Kadına yönelik şiddet ülkemizde şu sıralar en önemli gündem maddesi. Kadına yönelik şiddetin nasıl önüne geçileceği tartışılıyor uzunca süredir. Sadece bize has bir sorun değil kuşkusuz kadına şiddet konusu. Hatta kimi ülkelerdeki tabloya bakılınca Türkiye’nin bu anlamda nispeten daha insaflı bir yerde durduğunu söylemek mümkün.
Mesela Hindistan... Geçen ay Hindistan kamuoyunu sarsan bir hadise yaşandı. Hindistanlı kız öğrencinin otobüste toplu tecavüze uğraması dünya medyasında da büyük yankı uyandırdı. Hindistan’da kadın olmanın zorluklarına ilişkin yayınlanan istatistikler vesilesiyle dünyanın en kalabalık nüfusa sahip ikinci ülkesinde kadın olmanın ne anlama geldiğini öğrenmiş olduk. Hindistan’daki kadına yönelik algı, şiddet gerçekten tüyler ürpertici.

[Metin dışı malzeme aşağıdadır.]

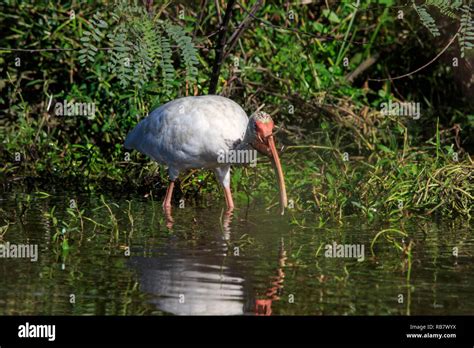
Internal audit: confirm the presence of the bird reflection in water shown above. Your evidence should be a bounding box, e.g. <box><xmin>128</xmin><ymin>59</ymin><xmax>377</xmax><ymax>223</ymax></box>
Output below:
<box><xmin>255</xmin><ymin>238</ymin><xmax>288</xmax><ymax>315</ymax></box>
<box><xmin>131</xmin><ymin>210</ymin><xmax>286</xmax><ymax>315</ymax></box>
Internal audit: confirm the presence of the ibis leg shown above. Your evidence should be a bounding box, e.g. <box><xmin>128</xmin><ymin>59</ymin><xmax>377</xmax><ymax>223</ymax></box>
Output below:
<box><xmin>163</xmin><ymin>181</ymin><xmax>174</xmax><ymax>209</ymax></box>
<box><xmin>224</xmin><ymin>187</ymin><xmax>234</xmax><ymax>210</ymax></box>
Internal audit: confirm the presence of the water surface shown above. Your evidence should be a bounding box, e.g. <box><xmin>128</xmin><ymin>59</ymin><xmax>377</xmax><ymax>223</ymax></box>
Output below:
<box><xmin>0</xmin><ymin>193</ymin><xmax>474</xmax><ymax>315</ymax></box>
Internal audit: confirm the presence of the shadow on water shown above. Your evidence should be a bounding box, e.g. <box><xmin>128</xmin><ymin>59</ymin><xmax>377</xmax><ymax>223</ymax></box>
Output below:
<box><xmin>0</xmin><ymin>194</ymin><xmax>474</xmax><ymax>315</ymax></box>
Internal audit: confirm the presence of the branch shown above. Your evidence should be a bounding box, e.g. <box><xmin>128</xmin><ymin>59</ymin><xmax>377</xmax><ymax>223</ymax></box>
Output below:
<box><xmin>368</xmin><ymin>30</ymin><xmax>459</xmax><ymax>82</ymax></box>
<box><xmin>224</xmin><ymin>0</ymin><xmax>263</xmax><ymax>59</ymax></box>
<box><xmin>208</xmin><ymin>0</ymin><xmax>235</xmax><ymax>94</ymax></box>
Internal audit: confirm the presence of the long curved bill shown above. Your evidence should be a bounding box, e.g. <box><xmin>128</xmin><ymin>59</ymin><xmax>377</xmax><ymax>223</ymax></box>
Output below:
<box><xmin>268</xmin><ymin>135</ymin><xmax>288</xmax><ymax>215</ymax></box>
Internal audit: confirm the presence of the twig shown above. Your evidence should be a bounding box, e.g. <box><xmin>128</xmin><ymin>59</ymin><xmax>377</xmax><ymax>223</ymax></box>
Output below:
<box><xmin>368</xmin><ymin>30</ymin><xmax>459</xmax><ymax>82</ymax></box>
<box><xmin>208</xmin><ymin>0</ymin><xmax>235</xmax><ymax>94</ymax></box>
<box><xmin>223</xmin><ymin>0</ymin><xmax>263</xmax><ymax>60</ymax></box>
<box><xmin>345</xmin><ymin>53</ymin><xmax>379</xmax><ymax>83</ymax></box>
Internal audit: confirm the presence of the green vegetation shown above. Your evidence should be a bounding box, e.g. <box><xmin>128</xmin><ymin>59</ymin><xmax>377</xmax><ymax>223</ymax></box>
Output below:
<box><xmin>0</xmin><ymin>0</ymin><xmax>474</xmax><ymax>220</ymax></box>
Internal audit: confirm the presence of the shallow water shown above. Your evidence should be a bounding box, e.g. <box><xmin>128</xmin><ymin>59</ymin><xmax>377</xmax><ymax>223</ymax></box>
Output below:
<box><xmin>0</xmin><ymin>194</ymin><xmax>474</xmax><ymax>315</ymax></box>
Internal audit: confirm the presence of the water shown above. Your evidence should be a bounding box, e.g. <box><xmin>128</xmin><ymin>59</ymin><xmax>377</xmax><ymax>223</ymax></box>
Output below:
<box><xmin>0</xmin><ymin>194</ymin><xmax>474</xmax><ymax>315</ymax></box>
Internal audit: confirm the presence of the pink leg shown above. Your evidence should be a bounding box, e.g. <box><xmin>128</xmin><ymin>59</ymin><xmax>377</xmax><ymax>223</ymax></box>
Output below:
<box><xmin>224</xmin><ymin>187</ymin><xmax>234</xmax><ymax>210</ymax></box>
<box><xmin>163</xmin><ymin>181</ymin><xmax>174</xmax><ymax>210</ymax></box>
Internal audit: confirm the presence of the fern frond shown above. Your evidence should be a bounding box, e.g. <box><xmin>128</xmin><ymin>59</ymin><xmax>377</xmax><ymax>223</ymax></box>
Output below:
<box><xmin>459</xmin><ymin>5</ymin><xmax>474</xmax><ymax>58</ymax></box>
<box><xmin>413</xmin><ymin>2</ymin><xmax>440</xmax><ymax>37</ymax></box>
<box><xmin>165</xmin><ymin>23</ymin><xmax>199</xmax><ymax>82</ymax></box>
<box><xmin>79</xmin><ymin>14</ymin><xmax>108</xmax><ymax>65</ymax></box>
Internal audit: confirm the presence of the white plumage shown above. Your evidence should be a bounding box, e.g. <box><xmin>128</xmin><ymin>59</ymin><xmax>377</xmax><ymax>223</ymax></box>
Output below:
<box><xmin>125</xmin><ymin>95</ymin><xmax>286</xmax><ymax>212</ymax></box>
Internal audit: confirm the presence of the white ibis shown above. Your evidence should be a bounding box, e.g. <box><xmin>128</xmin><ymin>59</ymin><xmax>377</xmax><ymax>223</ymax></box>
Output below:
<box><xmin>125</xmin><ymin>95</ymin><xmax>287</xmax><ymax>214</ymax></box>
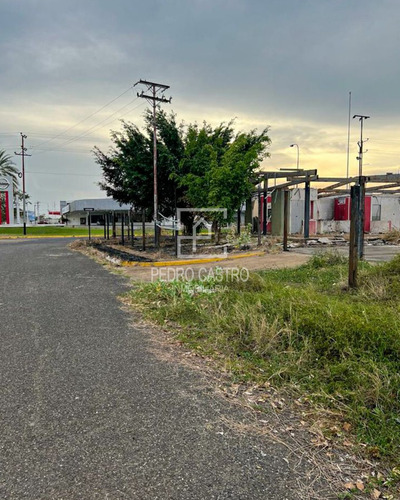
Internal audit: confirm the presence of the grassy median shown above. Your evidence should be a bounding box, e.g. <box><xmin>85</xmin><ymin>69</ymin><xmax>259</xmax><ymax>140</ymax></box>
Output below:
<box><xmin>130</xmin><ymin>254</ymin><xmax>400</xmax><ymax>461</ymax></box>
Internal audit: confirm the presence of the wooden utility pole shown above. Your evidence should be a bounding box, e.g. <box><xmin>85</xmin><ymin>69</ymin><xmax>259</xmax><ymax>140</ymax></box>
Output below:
<box><xmin>14</xmin><ymin>132</ymin><xmax>32</xmax><ymax>235</ymax></box>
<box><xmin>134</xmin><ymin>80</ymin><xmax>172</xmax><ymax>248</ymax></box>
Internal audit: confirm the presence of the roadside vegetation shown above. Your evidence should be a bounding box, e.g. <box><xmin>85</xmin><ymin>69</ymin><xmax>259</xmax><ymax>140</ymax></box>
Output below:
<box><xmin>0</xmin><ymin>225</ymin><xmax>104</xmax><ymax>238</ymax></box>
<box><xmin>129</xmin><ymin>254</ymin><xmax>400</xmax><ymax>465</ymax></box>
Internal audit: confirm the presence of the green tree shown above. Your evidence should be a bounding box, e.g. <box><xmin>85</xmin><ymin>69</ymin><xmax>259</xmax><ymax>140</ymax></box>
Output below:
<box><xmin>0</xmin><ymin>149</ymin><xmax>19</xmax><ymax>191</ymax></box>
<box><xmin>179</xmin><ymin>122</ymin><xmax>271</xmax><ymax>222</ymax></box>
<box><xmin>94</xmin><ymin>111</ymin><xmax>184</xmax><ymax>216</ymax></box>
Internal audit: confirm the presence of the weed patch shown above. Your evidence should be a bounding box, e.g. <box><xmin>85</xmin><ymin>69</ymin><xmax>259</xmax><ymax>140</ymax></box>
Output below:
<box><xmin>130</xmin><ymin>255</ymin><xmax>400</xmax><ymax>461</ymax></box>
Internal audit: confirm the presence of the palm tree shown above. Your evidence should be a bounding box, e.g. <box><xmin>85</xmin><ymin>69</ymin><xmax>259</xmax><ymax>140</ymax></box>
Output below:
<box><xmin>0</xmin><ymin>149</ymin><xmax>19</xmax><ymax>191</ymax></box>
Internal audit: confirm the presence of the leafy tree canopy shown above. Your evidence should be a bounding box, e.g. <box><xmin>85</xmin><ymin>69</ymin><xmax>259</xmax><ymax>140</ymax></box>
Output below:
<box><xmin>179</xmin><ymin>122</ymin><xmax>271</xmax><ymax>221</ymax></box>
<box><xmin>94</xmin><ymin>111</ymin><xmax>184</xmax><ymax>215</ymax></box>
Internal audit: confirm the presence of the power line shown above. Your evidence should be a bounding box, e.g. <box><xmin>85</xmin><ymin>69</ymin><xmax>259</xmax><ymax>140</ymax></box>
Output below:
<box><xmin>31</xmin><ymin>85</ymin><xmax>132</xmax><ymax>146</ymax></box>
<box><xmin>134</xmin><ymin>79</ymin><xmax>172</xmax><ymax>248</ymax></box>
<box><xmin>15</xmin><ymin>132</ymin><xmax>32</xmax><ymax>235</ymax></box>
<box><xmin>32</xmin><ymin>97</ymin><xmax>142</xmax><ymax>154</ymax></box>
<box><xmin>25</xmin><ymin>170</ymin><xmax>102</xmax><ymax>177</ymax></box>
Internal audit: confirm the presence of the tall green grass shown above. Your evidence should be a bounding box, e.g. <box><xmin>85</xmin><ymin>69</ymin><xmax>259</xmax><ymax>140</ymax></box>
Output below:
<box><xmin>131</xmin><ymin>255</ymin><xmax>400</xmax><ymax>459</ymax></box>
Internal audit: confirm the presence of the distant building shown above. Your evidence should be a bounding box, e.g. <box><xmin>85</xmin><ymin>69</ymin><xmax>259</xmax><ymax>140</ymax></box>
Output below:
<box><xmin>252</xmin><ymin>188</ymin><xmax>400</xmax><ymax>235</ymax></box>
<box><xmin>60</xmin><ymin>198</ymin><xmax>131</xmax><ymax>226</ymax></box>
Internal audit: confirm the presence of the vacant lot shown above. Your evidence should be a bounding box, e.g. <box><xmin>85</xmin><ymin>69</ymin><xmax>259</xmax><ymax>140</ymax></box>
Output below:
<box><xmin>129</xmin><ymin>254</ymin><xmax>400</xmax><ymax>474</ymax></box>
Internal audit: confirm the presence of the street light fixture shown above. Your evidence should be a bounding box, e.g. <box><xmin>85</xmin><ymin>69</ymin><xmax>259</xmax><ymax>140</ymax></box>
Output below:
<box><xmin>290</xmin><ymin>144</ymin><xmax>300</xmax><ymax>170</ymax></box>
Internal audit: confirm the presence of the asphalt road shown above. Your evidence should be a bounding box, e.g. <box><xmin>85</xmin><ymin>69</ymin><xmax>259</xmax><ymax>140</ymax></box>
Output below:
<box><xmin>0</xmin><ymin>239</ymin><xmax>322</xmax><ymax>500</ymax></box>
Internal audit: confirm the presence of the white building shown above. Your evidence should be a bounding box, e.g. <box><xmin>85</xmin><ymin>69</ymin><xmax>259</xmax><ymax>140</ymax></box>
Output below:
<box><xmin>60</xmin><ymin>198</ymin><xmax>131</xmax><ymax>227</ymax></box>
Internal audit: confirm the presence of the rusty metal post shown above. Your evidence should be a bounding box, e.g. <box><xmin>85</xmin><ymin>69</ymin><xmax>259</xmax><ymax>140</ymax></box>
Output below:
<box><xmin>263</xmin><ymin>178</ymin><xmax>268</xmax><ymax>236</ymax></box>
<box><xmin>304</xmin><ymin>181</ymin><xmax>311</xmax><ymax>240</ymax></box>
<box><xmin>358</xmin><ymin>176</ymin><xmax>365</xmax><ymax>259</ymax></box>
<box><xmin>257</xmin><ymin>184</ymin><xmax>262</xmax><ymax>246</ymax></box>
<box><xmin>349</xmin><ymin>185</ymin><xmax>361</xmax><ymax>288</ymax></box>
<box><xmin>283</xmin><ymin>189</ymin><xmax>290</xmax><ymax>252</ymax></box>
<box><xmin>142</xmin><ymin>210</ymin><xmax>146</xmax><ymax>251</ymax></box>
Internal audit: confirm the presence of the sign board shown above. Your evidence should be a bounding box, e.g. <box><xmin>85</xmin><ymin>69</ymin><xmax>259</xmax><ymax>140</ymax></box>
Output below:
<box><xmin>0</xmin><ymin>177</ymin><xmax>10</xmax><ymax>191</ymax></box>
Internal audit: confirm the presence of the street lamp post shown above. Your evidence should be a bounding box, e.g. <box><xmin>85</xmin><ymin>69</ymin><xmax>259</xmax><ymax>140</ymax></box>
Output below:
<box><xmin>290</xmin><ymin>144</ymin><xmax>300</xmax><ymax>170</ymax></box>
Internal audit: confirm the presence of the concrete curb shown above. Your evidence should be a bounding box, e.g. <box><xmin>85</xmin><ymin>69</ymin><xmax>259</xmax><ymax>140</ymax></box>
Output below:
<box><xmin>121</xmin><ymin>252</ymin><xmax>265</xmax><ymax>267</ymax></box>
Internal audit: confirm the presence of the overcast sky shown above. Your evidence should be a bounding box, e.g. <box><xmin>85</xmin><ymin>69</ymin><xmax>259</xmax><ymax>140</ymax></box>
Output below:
<box><xmin>0</xmin><ymin>0</ymin><xmax>400</xmax><ymax>211</ymax></box>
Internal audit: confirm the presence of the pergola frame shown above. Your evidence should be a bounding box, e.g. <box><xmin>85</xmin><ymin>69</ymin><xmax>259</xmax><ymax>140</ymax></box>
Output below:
<box><xmin>255</xmin><ymin>169</ymin><xmax>400</xmax><ymax>250</ymax></box>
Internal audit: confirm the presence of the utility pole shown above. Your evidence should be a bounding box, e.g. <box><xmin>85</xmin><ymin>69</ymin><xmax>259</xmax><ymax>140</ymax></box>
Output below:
<box><xmin>134</xmin><ymin>79</ymin><xmax>172</xmax><ymax>248</ymax></box>
<box><xmin>14</xmin><ymin>132</ymin><xmax>32</xmax><ymax>235</ymax></box>
<box><xmin>353</xmin><ymin>115</ymin><xmax>370</xmax><ymax>259</ymax></box>
<box><xmin>353</xmin><ymin>115</ymin><xmax>370</xmax><ymax>180</ymax></box>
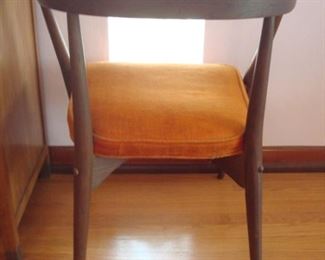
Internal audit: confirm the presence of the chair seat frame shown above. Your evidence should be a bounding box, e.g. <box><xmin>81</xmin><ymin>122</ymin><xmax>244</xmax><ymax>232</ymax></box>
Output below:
<box><xmin>6</xmin><ymin>0</ymin><xmax>296</xmax><ymax>260</ymax></box>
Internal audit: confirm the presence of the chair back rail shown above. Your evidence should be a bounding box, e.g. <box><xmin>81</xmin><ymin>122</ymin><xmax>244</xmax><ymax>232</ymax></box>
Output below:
<box><xmin>42</xmin><ymin>7</ymin><xmax>71</xmax><ymax>97</ymax></box>
<box><xmin>38</xmin><ymin>0</ymin><xmax>296</xmax><ymax>19</ymax></box>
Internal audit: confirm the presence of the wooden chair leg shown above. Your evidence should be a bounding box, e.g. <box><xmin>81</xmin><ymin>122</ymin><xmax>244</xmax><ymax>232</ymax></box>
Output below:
<box><xmin>73</xmin><ymin>167</ymin><xmax>91</xmax><ymax>260</ymax></box>
<box><xmin>246</xmin><ymin>173</ymin><xmax>262</xmax><ymax>260</ymax></box>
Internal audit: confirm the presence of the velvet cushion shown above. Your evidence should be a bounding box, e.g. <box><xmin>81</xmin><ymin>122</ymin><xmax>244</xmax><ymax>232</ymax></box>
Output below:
<box><xmin>68</xmin><ymin>62</ymin><xmax>248</xmax><ymax>159</ymax></box>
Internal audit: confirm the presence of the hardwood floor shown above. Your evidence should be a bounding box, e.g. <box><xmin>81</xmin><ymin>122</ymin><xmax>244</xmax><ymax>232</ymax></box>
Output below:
<box><xmin>19</xmin><ymin>174</ymin><xmax>325</xmax><ymax>260</ymax></box>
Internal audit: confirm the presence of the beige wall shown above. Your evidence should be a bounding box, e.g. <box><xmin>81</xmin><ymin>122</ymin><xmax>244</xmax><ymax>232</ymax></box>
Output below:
<box><xmin>35</xmin><ymin>0</ymin><xmax>325</xmax><ymax>146</ymax></box>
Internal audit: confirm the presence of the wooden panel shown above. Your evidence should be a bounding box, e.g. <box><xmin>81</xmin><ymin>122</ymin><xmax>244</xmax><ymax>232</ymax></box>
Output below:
<box><xmin>0</xmin><ymin>0</ymin><xmax>44</xmax><ymax>217</ymax></box>
<box><xmin>39</xmin><ymin>0</ymin><xmax>296</xmax><ymax>19</ymax></box>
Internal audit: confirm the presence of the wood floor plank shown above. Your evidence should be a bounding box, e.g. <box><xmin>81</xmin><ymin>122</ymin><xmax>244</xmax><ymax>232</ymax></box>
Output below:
<box><xmin>19</xmin><ymin>173</ymin><xmax>325</xmax><ymax>260</ymax></box>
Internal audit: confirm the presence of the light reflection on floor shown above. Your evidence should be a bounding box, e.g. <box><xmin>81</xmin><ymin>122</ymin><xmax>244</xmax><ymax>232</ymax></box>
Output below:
<box><xmin>114</xmin><ymin>234</ymin><xmax>193</xmax><ymax>260</ymax></box>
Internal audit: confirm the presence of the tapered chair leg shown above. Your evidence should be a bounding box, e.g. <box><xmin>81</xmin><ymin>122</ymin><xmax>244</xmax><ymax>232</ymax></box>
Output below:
<box><xmin>246</xmin><ymin>173</ymin><xmax>262</xmax><ymax>260</ymax></box>
<box><xmin>73</xmin><ymin>168</ymin><xmax>91</xmax><ymax>260</ymax></box>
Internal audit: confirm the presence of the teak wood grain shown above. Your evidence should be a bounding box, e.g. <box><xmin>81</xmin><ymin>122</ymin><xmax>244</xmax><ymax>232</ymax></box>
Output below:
<box><xmin>0</xmin><ymin>0</ymin><xmax>47</xmax><ymax>260</ymax></box>
<box><xmin>39</xmin><ymin>0</ymin><xmax>296</xmax><ymax>260</ymax></box>
<box><xmin>39</xmin><ymin>0</ymin><xmax>296</xmax><ymax>19</ymax></box>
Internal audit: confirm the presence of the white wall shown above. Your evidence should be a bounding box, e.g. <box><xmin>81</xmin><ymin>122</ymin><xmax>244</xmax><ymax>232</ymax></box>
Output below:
<box><xmin>35</xmin><ymin>4</ymin><xmax>108</xmax><ymax>146</ymax></box>
<box><xmin>205</xmin><ymin>0</ymin><xmax>325</xmax><ymax>146</ymax></box>
<box><xmin>36</xmin><ymin>0</ymin><xmax>325</xmax><ymax>146</ymax></box>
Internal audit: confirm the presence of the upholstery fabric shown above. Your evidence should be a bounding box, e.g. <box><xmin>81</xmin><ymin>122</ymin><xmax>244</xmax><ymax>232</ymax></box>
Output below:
<box><xmin>68</xmin><ymin>62</ymin><xmax>248</xmax><ymax>159</ymax></box>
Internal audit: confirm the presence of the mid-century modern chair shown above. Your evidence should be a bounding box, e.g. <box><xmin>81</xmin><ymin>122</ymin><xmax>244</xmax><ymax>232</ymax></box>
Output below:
<box><xmin>39</xmin><ymin>0</ymin><xmax>296</xmax><ymax>260</ymax></box>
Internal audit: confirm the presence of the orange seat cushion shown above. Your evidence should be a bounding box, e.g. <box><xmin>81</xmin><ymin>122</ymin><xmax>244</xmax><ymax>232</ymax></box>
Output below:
<box><xmin>68</xmin><ymin>62</ymin><xmax>248</xmax><ymax>159</ymax></box>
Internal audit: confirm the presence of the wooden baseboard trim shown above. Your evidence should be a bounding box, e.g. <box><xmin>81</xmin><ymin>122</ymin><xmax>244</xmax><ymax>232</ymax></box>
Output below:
<box><xmin>49</xmin><ymin>146</ymin><xmax>325</xmax><ymax>173</ymax></box>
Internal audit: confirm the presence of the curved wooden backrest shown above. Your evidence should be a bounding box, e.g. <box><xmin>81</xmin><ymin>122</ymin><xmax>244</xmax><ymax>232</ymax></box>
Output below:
<box><xmin>38</xmin><ymin>0</ymin><xmax>296</xmax><ymax>19</ymax></box>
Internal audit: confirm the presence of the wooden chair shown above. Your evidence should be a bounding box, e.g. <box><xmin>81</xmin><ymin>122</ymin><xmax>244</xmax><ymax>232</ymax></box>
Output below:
<box><xmin>39</xmin><ymin>0</ymin><xmax>296</xmax><ymax>260</ymax></box>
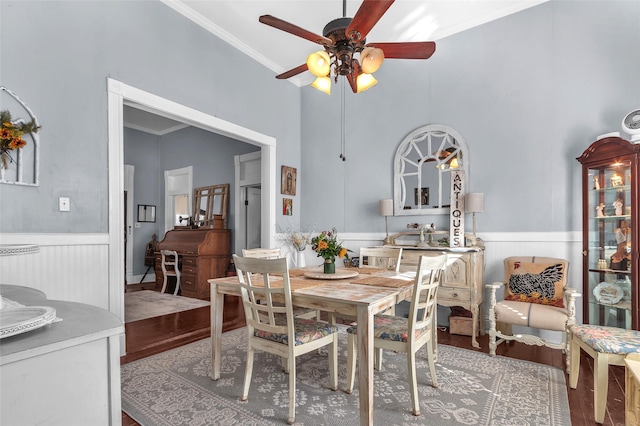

Hindistan’da kadına şiddet daha anne karnında başlıyor. Zira kız çocukları henüz dünyaya gelmeden canına kıyılıyor. Çocuklarının kız olacağını öğrenen aileler soluğu kürtaj masasında alıyor. Ülkede kız çocuklarının dünyaya gelmeden öldürülmesi ultrason teknolojisinin gelişmesiyle inanılmaz derecede yaygınlaşmış. Başbakan Manmohan Singh’in “ulusal utanç” diye tanımladığı, ‘cenin cinayeti’ kâbusu yüzünden 1.2 milyar nüfusla dünyanın 2. en büyük ülkesi Hindistan’da 7 yaş altı kız ve erkek çocuk farkının 7 milyon olduğu belirtiliyor. Hindistan devletinin cinsiyet belirleme yöntemlerini, imkanlarını yasaklaması 244 milyon dolarlık bir merdivenaltı cinsiyet belirleme sektörünü ortaya çıkartmış.
İstatistikler, şansı yaver gidip dünyaya gelebilen kız çocuklarının önemli bir kısmının özellikle 10-17 yaşlarına geldiğinde kaçırılıp satıldığını gösteriyor. Ülkede 25-50 milyon kadının kaybolduğu tahmin ediliyor. 2011’de yüzde 43’lük artışla 35 bin çocuk kaçırma vakası kaydedilmiş. Kaçırılma olaylarının yarısından çoğunun polise bildirilmediği biliniyor. Tahminler kaçırılan kız çocuklarının yılda 100 bini bulduğu yönünde.